SageMaker Notebook Publicly Accessible: Why Direct Internet Access Is a Risk and How to Fix It

Learn why SageMaker notebooks with direct internet access enabled are a security risk, and how to disable it, route through a VPC, and enforce it in CI/CD.

TL;DR

This check flags SageMaker notebook instances created with direct internet access enabled, which exposes the notebook's management endpoint and any embedded credentials to the public internet. Disable direct internet access and route traffic through a VPC with a NAT gateway instead.
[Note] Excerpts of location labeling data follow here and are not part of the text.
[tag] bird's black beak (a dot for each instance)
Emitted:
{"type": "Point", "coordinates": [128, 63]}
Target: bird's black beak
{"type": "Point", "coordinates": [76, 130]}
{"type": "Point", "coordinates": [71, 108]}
SageMaker notebook instances are convenient. You spin one up, open Jupyter in your browser, and start training models against your data lake within minutes. That convenience comes with a default that surprises a lot of teams: when you create a notebook instance attached to a VPC, you can still leave direct internet access on, which gives the instance a route to the public internet through an AWS-managed network interface rather than through your own VPC controls.

This Lensix check, sagemaker_public, detects exactly that configuration. If a notebook instance has direct internet access enabled, it shows up as a finding.


What this check detects

SageMaker notebook instances have a setting called DirectInternetAccess. It has two values:

  • Enabled — the instance reaches the internet through an AWS-managed elastic network interface that sits outside your VPC. Your route tables, NAT configuration, and security groups do not gate that path.
  • Disabled — the instance only reaches the internet through the VPC and subnet you attach it to, meaning a NAT gateway, VPC endpoints, and your own security groups control everything.

The check fails when DirectInternetAccess is set to Enabled. You can confirm the setting on any instance with the CLI:

aws sagemaker describe-notebook-instance \
  --notebook-instance-name my-notebook \
  --query 'DirectInternetAccess'

A return value of "Enabled" is the condition this check flags.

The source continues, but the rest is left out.